I don’t know about you, but I am not real interested in the news lately. It might be the nice weather, or it might be burnout—I’m not sure. The January 6th hearings are coming up this week, and I will be paying attention. My hope is that the hearings lead to something significant, but it’s hard to predict.
The anniversary of the Watergate break-in is coming up on June 17th, 1972. I can’t say I remember that date, and I don’t believe it was a large news item at the time. It became one, of course. I was a junior in high school in Washington, DC , and probably had just finished the school year. That summer was the summer I went backpacking in Wyoming with NOLS, an Outward Bound like program; my interests were more in the outdoors and drawing, not politics. Many of my classmates were about to intern on Capitol Hill, and there were some children of the Nixon Administration in my school.
I was aware of political cartoons of course, mostly Herblock of the Washington Post and Garry Trudeau who created Doonesbury. My sights were set on The New Yorker, because I became aware that they published political cartoons, only the cartoons were a little milder or only obliquely referenced politics. That appealed to me.
This was my first political cartoon for The New Yorker, published in 1984. I was thrilled. It is referring the Presidential election and Walter Mondale, who was running for office. I liked Mondale, particularly since he selected a woman as his running mate, Geraldine Ferraro, very bold of him for the time. But many found him less than charismatic, and that’s what my cartoon is about. People voted for him (although of course he lost), but it was almost like they really didn’t have interest in it.
My next one was more cultural, and about how New York was a bit dangerous at the time. This cartoon has a whole extra layer of meaning today….there were not mass shootings when I drew this, at least not many.
The New Yorker isn’t buying many political cartoons at all anymore. For a while, they were buying some from others for the Daily Cartoon, which is only online. I’m sad about that, because there were so many great practitioners when I started at the magazine, and whose ideas influenced me a lot— Dana Fradon and James Stevenson to name two giants. They were so skilled at taking political ideas and putting them into visual metaphors.
The above is a personal favorite, from 1994. I am referencing Vice President Dan Quayle, whom everyone loved to make fun of—I can’t remember why I wrote this cartoon, however. Perhaps we thought Quayle was going away but then he didn’t.
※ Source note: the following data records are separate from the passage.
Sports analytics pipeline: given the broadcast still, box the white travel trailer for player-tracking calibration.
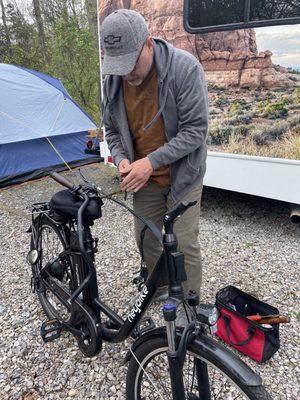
[184,0,300,221]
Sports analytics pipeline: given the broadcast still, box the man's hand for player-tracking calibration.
[118,158,131,178]
[119,157,153,192]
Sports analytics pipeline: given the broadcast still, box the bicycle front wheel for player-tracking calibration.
[126,335,272,400]
[31,216,77,321]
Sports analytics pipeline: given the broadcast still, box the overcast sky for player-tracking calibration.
[4,0,300,68]
[255,25,300,68]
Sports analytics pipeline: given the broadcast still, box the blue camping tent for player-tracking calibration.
[0,64,99,187]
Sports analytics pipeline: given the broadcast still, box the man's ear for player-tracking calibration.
[146,36,154,48]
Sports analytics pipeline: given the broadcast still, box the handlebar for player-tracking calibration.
[163,201,197,234]
[50,172,77,190]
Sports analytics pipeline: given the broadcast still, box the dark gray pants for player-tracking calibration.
[133,182,203,294]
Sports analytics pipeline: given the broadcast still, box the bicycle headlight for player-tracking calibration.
[27,249,39,265]
[208,307,219,325]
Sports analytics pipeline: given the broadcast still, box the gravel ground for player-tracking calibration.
[0,165,300,400]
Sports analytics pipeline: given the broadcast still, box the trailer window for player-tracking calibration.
[184,0,300,33]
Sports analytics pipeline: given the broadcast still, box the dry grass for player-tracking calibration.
[226,131,300,160]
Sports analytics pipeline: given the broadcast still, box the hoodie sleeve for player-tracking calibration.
[148,63,208,170]
[103,81,128,166]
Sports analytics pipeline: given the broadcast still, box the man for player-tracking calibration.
[101,9,208,293]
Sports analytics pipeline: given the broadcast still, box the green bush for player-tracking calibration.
[215,94,229,107]
[209,124,234,145]
[265,100,289,119]
[229,101,243,114]
[292,86,300,105]
[252,122,289,146]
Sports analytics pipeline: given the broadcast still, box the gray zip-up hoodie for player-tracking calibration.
[103,38,208,202]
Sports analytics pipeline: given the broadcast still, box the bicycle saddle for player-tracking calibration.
[50,189,103,222]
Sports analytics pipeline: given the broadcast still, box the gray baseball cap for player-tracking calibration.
[100,9,149,75]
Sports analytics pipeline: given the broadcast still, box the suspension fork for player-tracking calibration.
[163,302,196,400]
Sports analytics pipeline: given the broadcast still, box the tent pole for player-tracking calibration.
[97,0,108,164]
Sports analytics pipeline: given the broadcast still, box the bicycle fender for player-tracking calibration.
[125,327,262,386]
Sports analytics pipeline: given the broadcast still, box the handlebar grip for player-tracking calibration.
[50,172,76,190]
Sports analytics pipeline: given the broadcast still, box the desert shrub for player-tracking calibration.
[226,132,300,160]
[208,123,234,145]
[215,94,229,107]
[269,132,300,160]
[292,86,300,105]
[257,100,270,112]
[289,116,300,134]
[265,100,289,119]
[229,101,243,115]
[288,76,298,82]
[233,125,250,136]
[252,122,289,146]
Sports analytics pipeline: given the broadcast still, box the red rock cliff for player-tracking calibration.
[100,0,291,89]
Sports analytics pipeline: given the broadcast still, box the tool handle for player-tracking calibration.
[255,317,291,325]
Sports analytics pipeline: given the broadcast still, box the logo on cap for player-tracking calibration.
[104,35,122,45]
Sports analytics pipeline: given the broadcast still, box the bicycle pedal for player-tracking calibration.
[41,319,62,342]
[132,317,156,339]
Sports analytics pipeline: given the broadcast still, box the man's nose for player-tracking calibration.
[124,71,133,81]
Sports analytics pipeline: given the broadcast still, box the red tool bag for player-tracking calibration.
[215,286,279,362]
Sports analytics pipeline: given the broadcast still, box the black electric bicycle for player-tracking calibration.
[28,173,271,400]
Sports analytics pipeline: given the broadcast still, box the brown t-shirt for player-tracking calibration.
[123,63,170,187]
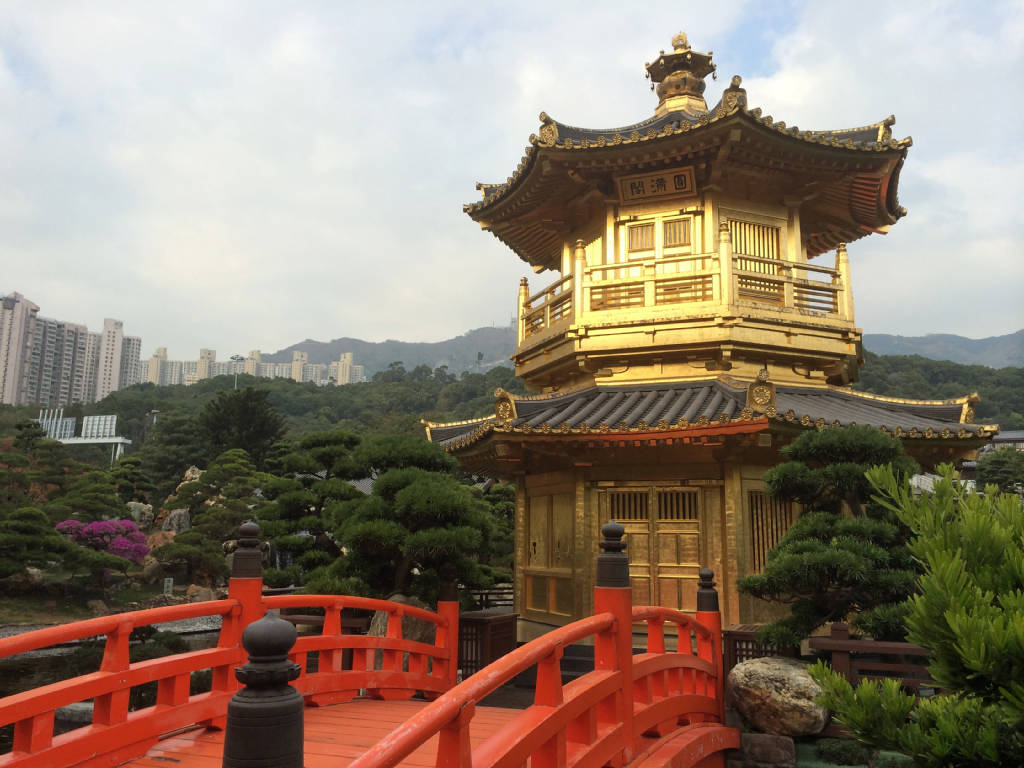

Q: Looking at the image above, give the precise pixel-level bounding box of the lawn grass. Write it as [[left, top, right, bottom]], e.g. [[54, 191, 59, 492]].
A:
[[0, 595, 92, 625], [0, 584, 163, 626]]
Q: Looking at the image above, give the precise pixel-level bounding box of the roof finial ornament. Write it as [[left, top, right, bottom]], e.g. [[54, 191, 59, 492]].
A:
[[646, 32, 715, 118]]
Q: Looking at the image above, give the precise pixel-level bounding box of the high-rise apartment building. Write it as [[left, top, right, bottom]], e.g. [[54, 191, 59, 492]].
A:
[[0, 293, 39, 406], [118, 336, 142, 389], [18, 316, 89, 408], [0, 293, 142, 408], [96, 317, 125, 400], [197, 349, 217, 383], [292, 349, 309, 382], [145, 347, 167, 385]]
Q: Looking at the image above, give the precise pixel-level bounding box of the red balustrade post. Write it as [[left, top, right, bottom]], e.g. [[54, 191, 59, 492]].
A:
[[697, 568, 725, 723], [594, 520, 634, 765], [206, 521, 266, 728], [434, 600, 459, 687]]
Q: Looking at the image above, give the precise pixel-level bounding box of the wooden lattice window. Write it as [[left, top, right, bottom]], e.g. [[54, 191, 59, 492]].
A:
[[657, 488, 699, 520], [746, 490, 796, 573], [608, 490, 649, 522], [729, 219, 781, 262], [627, 223, 654, 253], [664, 218, 690, 248]]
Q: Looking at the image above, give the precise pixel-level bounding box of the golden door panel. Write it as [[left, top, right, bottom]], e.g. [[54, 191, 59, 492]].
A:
[[549, 494, 575, 568], [599, 486, 703, 610], [526, 496, 551, 568]]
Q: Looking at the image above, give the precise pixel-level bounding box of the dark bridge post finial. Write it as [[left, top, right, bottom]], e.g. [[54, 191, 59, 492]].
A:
[[697, 568, 718, 611], [231, 520, 263, 579], [221, 610, 303, 768], [595, 520, 630, 587]]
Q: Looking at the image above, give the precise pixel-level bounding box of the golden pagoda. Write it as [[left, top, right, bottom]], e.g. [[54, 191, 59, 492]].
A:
[[426, 35, 994, 639]]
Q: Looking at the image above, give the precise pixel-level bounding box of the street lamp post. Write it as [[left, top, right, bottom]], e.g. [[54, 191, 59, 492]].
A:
[[231, 354, 246, 389]]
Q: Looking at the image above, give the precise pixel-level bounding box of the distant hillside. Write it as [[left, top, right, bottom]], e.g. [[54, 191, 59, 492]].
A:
[[263, 326, 1024, 376], [864, 331, 1024, 368], [263, 326, 515, 377]]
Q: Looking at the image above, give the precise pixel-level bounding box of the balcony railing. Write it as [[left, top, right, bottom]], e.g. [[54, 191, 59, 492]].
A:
[[519, 274, 572, 340], [519, 240, 853, 343]]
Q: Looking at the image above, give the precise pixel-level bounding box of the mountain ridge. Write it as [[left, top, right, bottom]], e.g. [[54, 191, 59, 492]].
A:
[[263, 326, 1024, 377]]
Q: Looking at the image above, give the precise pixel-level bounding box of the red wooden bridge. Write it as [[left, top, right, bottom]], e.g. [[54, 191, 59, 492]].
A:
[[0, 526, 739, 768]]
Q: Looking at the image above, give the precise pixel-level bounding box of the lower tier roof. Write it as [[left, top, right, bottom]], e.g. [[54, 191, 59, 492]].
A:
[[425, 377, 997, 452]]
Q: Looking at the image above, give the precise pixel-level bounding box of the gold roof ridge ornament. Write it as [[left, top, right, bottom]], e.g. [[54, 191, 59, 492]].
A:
[[644, 32, 716, 117]]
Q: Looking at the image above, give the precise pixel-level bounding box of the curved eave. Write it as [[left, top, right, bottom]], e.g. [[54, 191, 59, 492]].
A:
[[463, 105, 912, 268], [428, 377, 998, 453]]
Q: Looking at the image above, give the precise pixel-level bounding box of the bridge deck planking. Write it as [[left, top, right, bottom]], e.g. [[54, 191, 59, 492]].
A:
[[124, 698, 521, 768]]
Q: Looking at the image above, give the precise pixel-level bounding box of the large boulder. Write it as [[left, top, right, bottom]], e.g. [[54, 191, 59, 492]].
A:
[[185, 584, 216, 603], [725, 656, 828, 736], [125, 502, 154, 530], [368, 595, 434, 645], [161, 508, 191, 534]]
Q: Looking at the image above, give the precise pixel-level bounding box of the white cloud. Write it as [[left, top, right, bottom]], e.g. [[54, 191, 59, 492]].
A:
[[0, 0, 1024, 358]]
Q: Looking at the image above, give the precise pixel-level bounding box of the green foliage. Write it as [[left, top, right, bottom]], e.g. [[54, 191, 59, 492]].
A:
[[0, 507, 74, 579], [812, 467, 1024, 768], [137, 415, 207, 504], [871, 751, 913, 768], [765, 426, 918, 516], [153, 449, 269, 584], [738, 427, 916, 645], [307, 439, 505, 602], [46, 469, 125, 522], [978, 446, 1024, 494], [199, 387, 285, 465], [814, 738, 872, 765]]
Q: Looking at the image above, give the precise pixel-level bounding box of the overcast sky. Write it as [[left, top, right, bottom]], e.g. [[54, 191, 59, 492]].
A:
[[0, 0, 1024, 359]]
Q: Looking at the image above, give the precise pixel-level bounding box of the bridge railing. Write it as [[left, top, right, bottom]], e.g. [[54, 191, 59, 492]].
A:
[[0, 523, 459, 768], [350, 522, 738, 768]]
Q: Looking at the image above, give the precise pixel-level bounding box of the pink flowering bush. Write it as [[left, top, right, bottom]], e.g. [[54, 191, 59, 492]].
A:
[[57, 520, 150, 563]]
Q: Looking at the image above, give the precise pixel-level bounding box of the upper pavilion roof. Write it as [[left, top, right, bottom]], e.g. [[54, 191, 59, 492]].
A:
[[464, 36, 912, 268]]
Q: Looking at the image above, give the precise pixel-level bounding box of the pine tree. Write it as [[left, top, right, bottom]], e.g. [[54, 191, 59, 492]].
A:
[[738, 426, 916, 645], [812, 466, 1024, 768], [307, 437, 496, 602], [0, 507, 74, 579]]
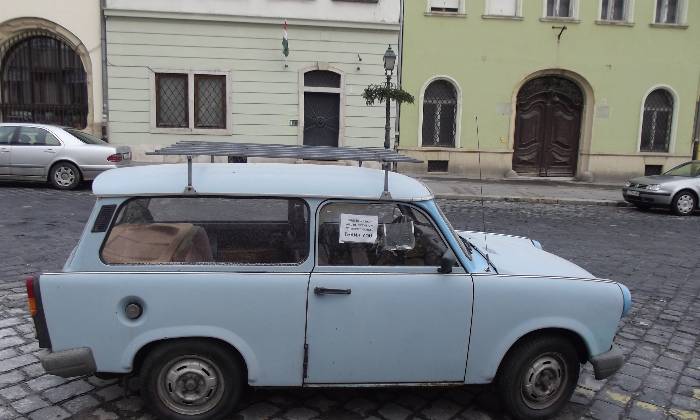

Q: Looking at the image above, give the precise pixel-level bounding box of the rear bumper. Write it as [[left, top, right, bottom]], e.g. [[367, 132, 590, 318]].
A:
[[591, 345, 625, 380], [39, 347, 97, 378], [622, 188, 671, 206]]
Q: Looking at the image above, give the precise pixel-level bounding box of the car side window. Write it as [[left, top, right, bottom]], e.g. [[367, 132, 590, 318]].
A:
[[13, 127, 61, 146], [0, 126, 17, 144], [317, 202, 447, 266], [101, 197, 309, 265]]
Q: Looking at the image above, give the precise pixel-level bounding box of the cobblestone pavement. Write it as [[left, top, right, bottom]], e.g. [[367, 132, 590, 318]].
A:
[[0, 184, 700, 420]]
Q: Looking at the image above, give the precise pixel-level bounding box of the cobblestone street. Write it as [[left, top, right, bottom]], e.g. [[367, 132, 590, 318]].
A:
[[0, 183, 700, 420]]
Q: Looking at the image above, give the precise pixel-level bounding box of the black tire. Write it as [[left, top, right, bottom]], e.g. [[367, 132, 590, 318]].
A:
[[671, 190, 698, 216], [49, 162, 82, 190], [496, 336, 581, 420], [140, 339, 244, 420]]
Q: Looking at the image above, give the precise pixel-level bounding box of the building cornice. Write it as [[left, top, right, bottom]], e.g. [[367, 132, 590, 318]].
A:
[[104, 9, 400, 31]]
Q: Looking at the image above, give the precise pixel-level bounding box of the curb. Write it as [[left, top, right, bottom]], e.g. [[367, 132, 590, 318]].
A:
[[435, 193, 633, 207]]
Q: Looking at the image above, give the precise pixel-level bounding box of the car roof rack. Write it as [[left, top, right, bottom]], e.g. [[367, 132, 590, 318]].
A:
[[146, 141, 423, 199]]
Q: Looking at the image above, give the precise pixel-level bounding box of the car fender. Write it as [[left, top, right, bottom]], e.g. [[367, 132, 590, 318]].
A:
[[121, 325, 260, 384]]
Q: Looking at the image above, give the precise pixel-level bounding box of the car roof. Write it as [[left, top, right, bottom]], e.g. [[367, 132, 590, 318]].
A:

The “kick around” phrase is taken from Nixon’s quote to the press, “you’re not going to have Nixon to kick around anymore,” in 1962, after 16 years in politics. Little did we know (and did he?) that he would come back bigtime, and fall bigtime.
That’s the closest I came to drawing a cartoon about Nixon! Maybe I’ll do one for the anniverary of the Watergate Break-in…..
What an interesting post, Liza. I like all the cartoons, but share your affection for the Dan Quayle in particular. I think the jokes about him started with his inability to spell potato, which he spelled with an "e." I also remember a lame comment by George H.W. Bush about Quayle's good looks--as though that would get the women's vote. Unfortunate that the NYer isn't running political cartoons now.
I really enjoyed that bit of history about the New Yorker and your first cartoons. I also remember the Dan Quayle jokes and his spelling problem. Political/editorial cartoons have been under attack in so many authoritarian countries - they obviously are seen as a powerful subversive tool.